Built from the ground up to be open and run in hybrid environments, HPE Ezmeral Runtime Enterprise provides a secure, enterprise-level platform designed to run both cloud-native and non-cloud-native applications at scale. It provides an integrated data fabric, multi-cluster Kubernetes manager, enterprise-grade security, and multi-tenancy capabilities.

HPE Ezmeral Runtime Enterprise, pre-integrated HPE Ezmeral Data Fabric, provides all the networking, compute, and storage resources needed to run Determined on premise on Kubernetes.

Components Breakdown

As the figure above indicates, my deployment of Determined consists of:

• A Kubernetes cluster, managed by HPE Ezmeral Runtime Enterprise, with a set of worker nodes with NVIDIA GPUs support enabled (one GPU device per worker node).
• A Determined Master, which is attached to a PostgreSQL database. The Determined Master and database run as containers, each within a Kubernetes pod, in the worker nodes of the Kubernetes cluster.
  • The Master hosts the interface service endpoint that developers use to communicate with Determined through a CLI, WebUI, and APIs.
  • The Master schedules tasks and brings up Kubernetes worker nodes to run tasks on demand; example tasks include model training and auxiliary tasks like running TensorBoard or Jupyter Notebook.
  • As training tasks execute, the Master maintains communication with training task pods and saves training model metadata in the PostgreSQL database for model experiment tracking and analysis.
• An ingress gateway that makes the Master reachable from outside the Kubernetes cluster.
• A persistent storage volume for experiment tracking which logs the model’s metadata information, such as the hyperparameters and training and validation metrics (logs, date, time), on the PostgreSQL database.
• A volume shared across the Kubernetes worker nodes. The shared file system is needed to store the model artifacts, such as model code and model checkpoint files. The model checkpoint files are saved versions of the validated models that data science teams can access later for testing and analysis. This makes them available to a deployment or serving solution such as Seldon Core. The shared file system can also be used by Determined to store the model datasets on which the model is trained.

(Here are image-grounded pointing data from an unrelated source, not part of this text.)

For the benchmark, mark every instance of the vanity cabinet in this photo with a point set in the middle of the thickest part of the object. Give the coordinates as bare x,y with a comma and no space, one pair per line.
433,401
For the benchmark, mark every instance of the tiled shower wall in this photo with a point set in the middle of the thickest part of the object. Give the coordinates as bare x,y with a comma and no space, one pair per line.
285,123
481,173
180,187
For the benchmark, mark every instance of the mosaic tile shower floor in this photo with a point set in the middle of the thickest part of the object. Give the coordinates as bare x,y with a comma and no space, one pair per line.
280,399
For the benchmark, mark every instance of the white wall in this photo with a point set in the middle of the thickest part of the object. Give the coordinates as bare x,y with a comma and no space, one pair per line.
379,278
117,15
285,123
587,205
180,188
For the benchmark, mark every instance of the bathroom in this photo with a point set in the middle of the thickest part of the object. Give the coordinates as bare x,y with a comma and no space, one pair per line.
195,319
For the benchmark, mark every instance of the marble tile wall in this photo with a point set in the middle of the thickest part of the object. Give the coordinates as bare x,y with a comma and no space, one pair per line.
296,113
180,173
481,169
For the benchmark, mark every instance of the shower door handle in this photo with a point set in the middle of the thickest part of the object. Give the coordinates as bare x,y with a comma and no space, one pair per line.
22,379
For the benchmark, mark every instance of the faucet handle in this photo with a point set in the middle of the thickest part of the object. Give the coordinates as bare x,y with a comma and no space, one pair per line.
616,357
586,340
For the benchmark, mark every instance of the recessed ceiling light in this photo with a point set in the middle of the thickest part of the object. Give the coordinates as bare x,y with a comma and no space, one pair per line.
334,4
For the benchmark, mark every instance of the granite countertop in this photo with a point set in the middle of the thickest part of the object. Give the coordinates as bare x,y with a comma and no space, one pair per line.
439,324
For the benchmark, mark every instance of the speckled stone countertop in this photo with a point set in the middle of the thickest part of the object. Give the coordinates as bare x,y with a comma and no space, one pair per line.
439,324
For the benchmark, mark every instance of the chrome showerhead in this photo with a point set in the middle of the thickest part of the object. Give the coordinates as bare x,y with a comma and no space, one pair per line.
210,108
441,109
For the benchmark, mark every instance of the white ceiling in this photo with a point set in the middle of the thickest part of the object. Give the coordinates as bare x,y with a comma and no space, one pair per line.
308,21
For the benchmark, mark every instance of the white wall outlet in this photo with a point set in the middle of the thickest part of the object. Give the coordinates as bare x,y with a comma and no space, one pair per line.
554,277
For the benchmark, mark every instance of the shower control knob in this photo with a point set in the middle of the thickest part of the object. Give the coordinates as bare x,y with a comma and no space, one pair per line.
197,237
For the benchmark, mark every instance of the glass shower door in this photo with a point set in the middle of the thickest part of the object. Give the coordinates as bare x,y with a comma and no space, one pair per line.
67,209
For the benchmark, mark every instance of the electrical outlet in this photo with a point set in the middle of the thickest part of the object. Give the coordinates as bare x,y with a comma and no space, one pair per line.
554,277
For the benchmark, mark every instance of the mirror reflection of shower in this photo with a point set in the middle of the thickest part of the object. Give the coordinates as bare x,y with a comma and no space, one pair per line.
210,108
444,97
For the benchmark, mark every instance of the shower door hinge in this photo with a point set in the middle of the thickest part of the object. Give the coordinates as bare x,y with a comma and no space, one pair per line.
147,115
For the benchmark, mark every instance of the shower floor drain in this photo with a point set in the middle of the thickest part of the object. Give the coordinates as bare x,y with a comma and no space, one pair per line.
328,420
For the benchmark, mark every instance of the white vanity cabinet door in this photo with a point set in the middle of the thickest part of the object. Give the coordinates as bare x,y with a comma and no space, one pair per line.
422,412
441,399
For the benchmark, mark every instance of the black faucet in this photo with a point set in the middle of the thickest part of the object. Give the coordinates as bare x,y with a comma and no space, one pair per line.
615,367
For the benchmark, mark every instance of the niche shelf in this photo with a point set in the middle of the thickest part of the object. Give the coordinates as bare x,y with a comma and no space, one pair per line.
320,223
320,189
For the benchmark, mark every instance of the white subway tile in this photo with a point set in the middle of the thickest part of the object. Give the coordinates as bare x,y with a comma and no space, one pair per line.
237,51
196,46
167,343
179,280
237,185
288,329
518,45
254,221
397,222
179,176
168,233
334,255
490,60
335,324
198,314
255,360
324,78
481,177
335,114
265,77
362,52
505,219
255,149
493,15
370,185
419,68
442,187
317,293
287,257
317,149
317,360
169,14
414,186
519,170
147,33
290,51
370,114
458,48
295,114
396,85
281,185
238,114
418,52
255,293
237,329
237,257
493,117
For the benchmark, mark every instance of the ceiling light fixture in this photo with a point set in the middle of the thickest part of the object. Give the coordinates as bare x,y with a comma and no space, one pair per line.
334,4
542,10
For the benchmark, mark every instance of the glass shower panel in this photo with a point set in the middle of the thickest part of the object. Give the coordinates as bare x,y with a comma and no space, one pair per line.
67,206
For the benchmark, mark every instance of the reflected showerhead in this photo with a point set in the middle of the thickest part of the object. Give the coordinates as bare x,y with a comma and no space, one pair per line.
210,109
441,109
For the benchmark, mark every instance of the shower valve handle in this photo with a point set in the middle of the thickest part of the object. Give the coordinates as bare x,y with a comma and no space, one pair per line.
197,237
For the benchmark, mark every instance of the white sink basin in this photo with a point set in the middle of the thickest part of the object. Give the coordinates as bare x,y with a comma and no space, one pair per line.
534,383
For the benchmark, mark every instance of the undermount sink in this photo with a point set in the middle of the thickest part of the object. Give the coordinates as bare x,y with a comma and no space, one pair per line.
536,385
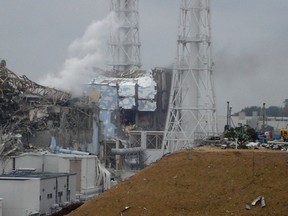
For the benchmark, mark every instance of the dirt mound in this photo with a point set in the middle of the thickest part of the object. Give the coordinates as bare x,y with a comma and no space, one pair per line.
200,182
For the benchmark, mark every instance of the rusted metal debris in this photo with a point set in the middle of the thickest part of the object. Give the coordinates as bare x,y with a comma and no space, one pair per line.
27,108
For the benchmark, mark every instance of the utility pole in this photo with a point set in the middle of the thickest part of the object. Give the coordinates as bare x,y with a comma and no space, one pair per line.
192,110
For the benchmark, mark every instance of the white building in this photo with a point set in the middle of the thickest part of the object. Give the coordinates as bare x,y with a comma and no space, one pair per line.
89,172
27,192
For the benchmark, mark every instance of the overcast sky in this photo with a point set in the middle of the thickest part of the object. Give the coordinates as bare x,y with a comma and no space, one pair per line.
250,42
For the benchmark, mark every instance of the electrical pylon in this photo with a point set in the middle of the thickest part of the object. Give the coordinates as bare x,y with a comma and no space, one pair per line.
192,109
124,44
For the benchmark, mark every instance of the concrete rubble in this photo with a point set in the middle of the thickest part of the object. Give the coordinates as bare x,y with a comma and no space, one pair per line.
31,114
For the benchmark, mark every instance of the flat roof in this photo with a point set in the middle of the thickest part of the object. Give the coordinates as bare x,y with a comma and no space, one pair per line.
31,174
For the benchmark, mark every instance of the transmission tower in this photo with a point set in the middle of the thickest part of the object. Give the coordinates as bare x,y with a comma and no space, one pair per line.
192,110
124,44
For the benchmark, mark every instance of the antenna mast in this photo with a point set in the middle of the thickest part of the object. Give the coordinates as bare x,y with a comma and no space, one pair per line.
192,109
124,44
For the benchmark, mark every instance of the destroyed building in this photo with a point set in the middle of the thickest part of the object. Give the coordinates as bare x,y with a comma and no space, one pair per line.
112,114
31,114
130,104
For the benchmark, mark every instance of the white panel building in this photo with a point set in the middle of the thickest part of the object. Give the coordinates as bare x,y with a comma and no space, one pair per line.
85,167
27,192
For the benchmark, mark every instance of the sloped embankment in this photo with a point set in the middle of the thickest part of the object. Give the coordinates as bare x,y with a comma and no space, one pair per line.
200,182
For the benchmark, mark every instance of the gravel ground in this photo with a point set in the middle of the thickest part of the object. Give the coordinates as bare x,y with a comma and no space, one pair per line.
203,181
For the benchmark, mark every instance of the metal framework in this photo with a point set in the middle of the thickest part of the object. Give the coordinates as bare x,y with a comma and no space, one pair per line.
124,44
192,110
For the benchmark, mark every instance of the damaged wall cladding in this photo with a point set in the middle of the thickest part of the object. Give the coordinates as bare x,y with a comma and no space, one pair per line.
37,112
122,100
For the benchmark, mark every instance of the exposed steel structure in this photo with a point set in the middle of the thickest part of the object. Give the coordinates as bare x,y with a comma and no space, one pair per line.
192,110
124,44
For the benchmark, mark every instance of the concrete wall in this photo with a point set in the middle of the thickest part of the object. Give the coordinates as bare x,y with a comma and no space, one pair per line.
21,197
88,175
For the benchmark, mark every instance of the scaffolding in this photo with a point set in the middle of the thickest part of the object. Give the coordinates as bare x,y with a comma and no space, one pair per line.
192,109
124,44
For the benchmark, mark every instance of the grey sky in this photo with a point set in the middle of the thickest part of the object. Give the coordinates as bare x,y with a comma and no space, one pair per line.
250,39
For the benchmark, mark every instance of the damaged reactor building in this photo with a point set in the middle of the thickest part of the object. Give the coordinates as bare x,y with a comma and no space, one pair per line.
125,119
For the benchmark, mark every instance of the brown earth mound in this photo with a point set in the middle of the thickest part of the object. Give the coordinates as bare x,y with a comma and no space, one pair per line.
200,182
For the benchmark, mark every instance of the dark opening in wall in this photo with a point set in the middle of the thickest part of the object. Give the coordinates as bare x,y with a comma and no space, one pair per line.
127,117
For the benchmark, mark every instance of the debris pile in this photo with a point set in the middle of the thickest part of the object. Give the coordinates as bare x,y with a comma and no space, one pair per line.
31,113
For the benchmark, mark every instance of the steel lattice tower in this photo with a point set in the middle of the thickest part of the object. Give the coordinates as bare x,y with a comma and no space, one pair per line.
124,44
192,110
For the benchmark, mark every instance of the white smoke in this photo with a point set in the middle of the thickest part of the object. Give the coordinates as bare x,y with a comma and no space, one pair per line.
84,53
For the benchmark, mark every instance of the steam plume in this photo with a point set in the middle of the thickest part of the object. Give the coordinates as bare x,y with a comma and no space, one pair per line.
84,53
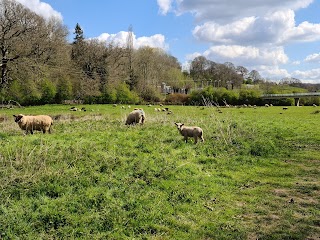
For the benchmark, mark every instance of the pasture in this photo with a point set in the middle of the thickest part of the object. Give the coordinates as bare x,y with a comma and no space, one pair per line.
256,176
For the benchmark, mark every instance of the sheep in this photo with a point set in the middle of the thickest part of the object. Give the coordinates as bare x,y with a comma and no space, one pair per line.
136,116
195,132
30,123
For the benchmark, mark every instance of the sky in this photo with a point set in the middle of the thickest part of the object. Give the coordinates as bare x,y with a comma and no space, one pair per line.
278,38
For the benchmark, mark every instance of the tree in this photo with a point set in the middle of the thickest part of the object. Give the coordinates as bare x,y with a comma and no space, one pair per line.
17,24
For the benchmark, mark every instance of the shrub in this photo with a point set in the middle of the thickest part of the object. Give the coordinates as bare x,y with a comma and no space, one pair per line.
177,98
124,95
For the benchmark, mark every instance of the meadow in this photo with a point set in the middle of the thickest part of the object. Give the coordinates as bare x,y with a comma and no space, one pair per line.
256,176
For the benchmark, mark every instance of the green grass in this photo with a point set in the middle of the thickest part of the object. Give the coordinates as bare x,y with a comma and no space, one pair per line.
255,176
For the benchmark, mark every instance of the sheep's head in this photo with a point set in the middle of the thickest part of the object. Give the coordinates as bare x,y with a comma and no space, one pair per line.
18,117
179,125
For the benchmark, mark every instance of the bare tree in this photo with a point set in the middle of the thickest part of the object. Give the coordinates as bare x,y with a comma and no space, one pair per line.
26,38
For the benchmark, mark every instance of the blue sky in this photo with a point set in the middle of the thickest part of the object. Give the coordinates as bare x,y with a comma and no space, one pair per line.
277,38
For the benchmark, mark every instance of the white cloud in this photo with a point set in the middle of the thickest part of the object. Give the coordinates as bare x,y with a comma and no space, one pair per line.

Installing Determined on Kubernetes & HPE Ezmeral Runtime Enterprise

Determined is available as a Helm chart and can be installed on a Kubernetes cluster running on HPE Ezmeral Runtime Enterprise. As such, I can download the chart and modify the chart values.yaml file before installing the Helm chart in my Kubernetes cluster.

• Before deploying the Helm chart, let’s discuss how to connect Determined to a shared storage volume. For this, I need to create a new tenant named determinedai on HPE Ezmeral Runtime Enterprise for my Kubernetes cluster, which serves as a Kubernetes “namespace”. Each tenant created in HPE Ezmeral Runtime Enterprise is automatically provisioned with a tenant’s shared storage volume on the pre-integrated HPE Ezmeral Data Fabric cluster located at /<DataFabric-clusterName>/exthcp/tenant-<ID>/fsmount. The tenant’s shared storage volume is then automatically mounted on each Kubernetes cluster’s host on the path /opt/bluedata/mapr/mnt. This enables Determined to connect to the shared storage /opt/bluedata/mapr/mnt/<DataFabric-clusterName>/exthcp/tenant-<ID>/fsmount/ to access the training and validation datasets and store model artifacts.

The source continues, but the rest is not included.